The above examples are only intended to illustrate the technical solution of the present invention, but not to limit it; within the idea of the invention, also technical features in the above embodiments or in different embodiments may be combined, steps may be implemented in any order, and there are many other variations of the different aspects of the invention as described above, which are not provided in detail for the sake of brevity; although the present invention has been described in detail with reference to the foregoing embodiments, it will be understood by those of ordinary skill in the art that: the technical solutions described in the foregoing embodiments may still be modified, or some technical features may be equivalently replaced; and the modifications or the substitutions do not make the essence of the corresponding technical solutions depart from the scope of the technical solutions of the embodiments of the present invention.

Claims

1. A water electrolysis cell with an integrated electrolysis cell, characterized in that the water electrolysis cell with an integrated electrolysis cell comprises a positive end pressing plate, a negative end pressing plate and a plurality of electrolysis cells;

the electrolysis cell comprises a pole frame and a membrane electrode;

the small electrolytic cells are separated by bipolar plates;

2. The water electrolysis cell with integrated electrolysis cell of claim 1, wherein said frame is of annular configuration, said frame being provided with O-ring grooves;

3. The electrolyzer of claim 2 characterized in that the outer edges of the frames are provided with fixing pins and the bipolar plates are provided with through holes matching the fixing pins, the fixing pins are used to clamp the frames and the bipolar plates.

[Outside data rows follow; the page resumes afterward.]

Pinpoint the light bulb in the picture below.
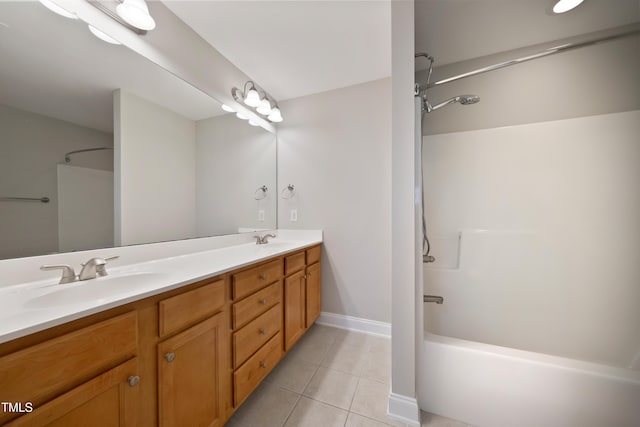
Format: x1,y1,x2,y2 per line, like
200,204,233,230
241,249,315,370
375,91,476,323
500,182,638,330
116,0,156,31
89,25,122,44
243,89,261,107
40,0,78,19
553,0,583,13
256,98,271,116
267,107,283,123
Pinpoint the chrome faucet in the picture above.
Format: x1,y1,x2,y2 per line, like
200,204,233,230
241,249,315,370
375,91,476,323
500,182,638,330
40,264,78,285
78,256,118,280
253,233,276,245
40,256,118,284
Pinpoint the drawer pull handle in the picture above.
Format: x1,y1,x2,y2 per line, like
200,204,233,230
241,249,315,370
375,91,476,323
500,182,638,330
127,375,140,387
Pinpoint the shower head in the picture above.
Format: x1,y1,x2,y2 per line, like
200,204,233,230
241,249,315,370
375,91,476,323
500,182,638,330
424,95,480,113
458,95,480,105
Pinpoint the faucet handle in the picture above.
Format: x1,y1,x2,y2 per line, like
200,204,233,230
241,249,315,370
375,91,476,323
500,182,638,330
96,255,120,277
40,264,77,284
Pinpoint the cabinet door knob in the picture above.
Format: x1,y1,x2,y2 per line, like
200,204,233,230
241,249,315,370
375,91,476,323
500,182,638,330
127,375,140,387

4. The water electrolysis cell with integrated electrolysis cell according to claim 3, wherein said O-ring further comprises a third O-ring, and said third O-ring groove and said filled electrode groove are respectively provided from inside to outside along the inner edge of said frame.

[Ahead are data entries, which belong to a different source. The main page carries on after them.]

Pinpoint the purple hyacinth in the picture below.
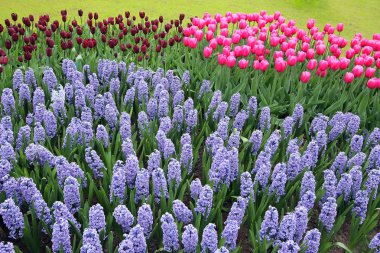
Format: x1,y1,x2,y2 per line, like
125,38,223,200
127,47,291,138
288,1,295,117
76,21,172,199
25,68,37,87
330,152,348,173
104,104,119,129
190,178,203,200
240,171,254,199
259,106,271,131
33,122,46,143
247,96,257,117
222,220,240,250
277,213,297,242
185,109,198,133
278,240,300,253
364,169,380,199
1,88,16,115
172,90,185,109
182,224,198,253
119,112,132,140
309,113,329,134
147,98,158,120
294,206,308,243
232,110,248,131
89,204,106,233
319,197,337,232
53,201,81,229
137,204,153,237
224,197,247,226
112,205,135,233
198,80,211,99
368,233,380,253
167,158,182,189
125,155,140,189
322,170,337,202
260,206,278,241
81,228,103,253
158,116,172,134
336,173,352,201
51,218,72,253
16,125,31,150
173,199,193,224
148,149,161,174
0,199,24,239
18,83,30,104
352,190,369,224
282,116,294,139
63,176,80,214
0,242,15,253
213,101,228,122
152,168,169,203
201,223,218,253
302,228,321,253
350,134,364,154
249,130,263,155
110,161,127,201
85,147,105,179
160,213,179,252
13,69,24,91
43,110,57,138
350,166,363,197
194,185,214,217
300,171,316,196
229,93,240,117
292,104,304,128
96,125,109,148
135,169,149,202
180,143,193,174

5. The electrolytic cell of claim 4, wherein the first and second sides of the frame are provided with dispersion channels, and the dispersion channels are respectively corresponding to the electrolyte inlet to form liquid channels.

6. The water electrolysis cell with integrated electrolysis cell as claimed in claim 5, wherein the inner sides of said positive and negative end pressing plates are provided with a layer of polar plate respectively as the anode and cathode of the cell, and the outer sides of said polar plates are connected with a DC power supply.

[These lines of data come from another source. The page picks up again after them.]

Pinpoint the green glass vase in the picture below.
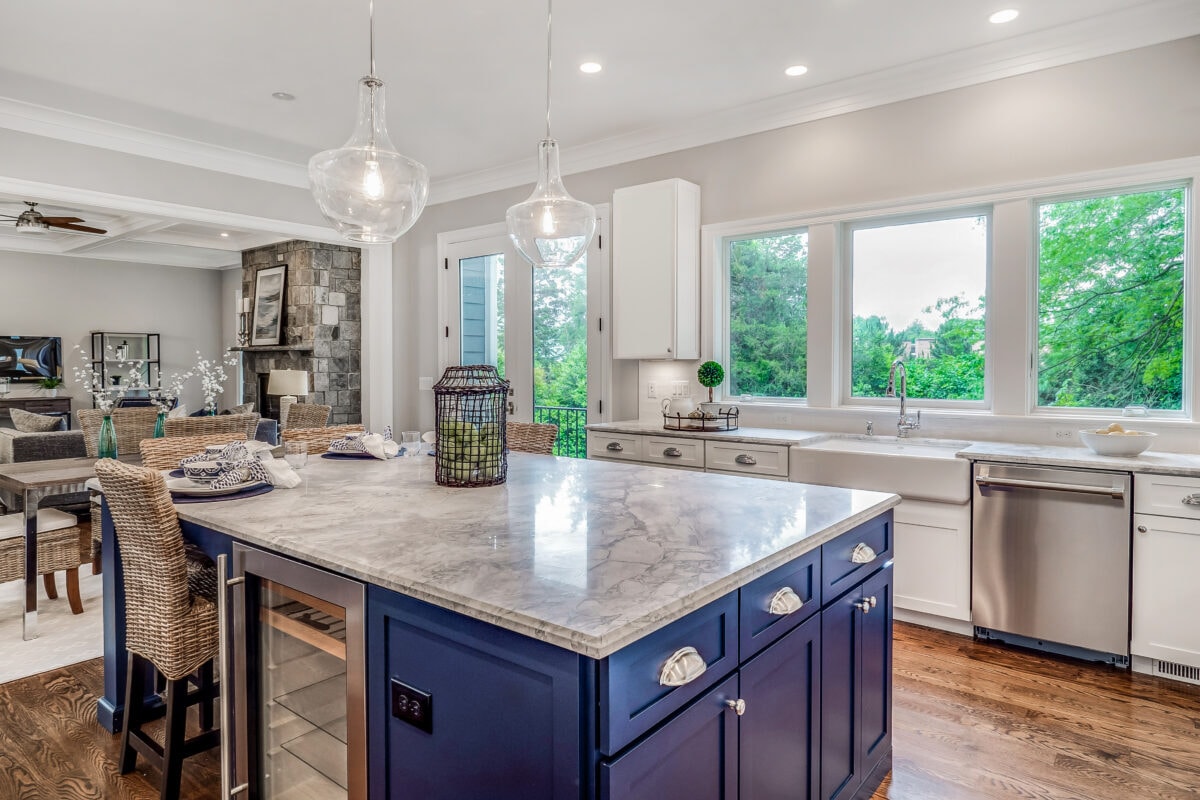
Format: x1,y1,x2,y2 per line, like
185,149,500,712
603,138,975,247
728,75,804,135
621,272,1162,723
97,414,116,458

7. The water electrolysis cell with an integrated electrolysis cell according to claim 1, wherein the outside of the pole frame is provided with positioning holes, and the positive end pressing plate, the pole frame and the negative end pressing plate are connected by fasteners; the pole frame is positioned between the positive end pressing plate and the negative end pressing plate.

8. The water electrolysis cell with integrated electrolysis cell of claim 7, wherein said fastener is a threaded rod, said threaded rod being externally wrapped with an insulating sleeve.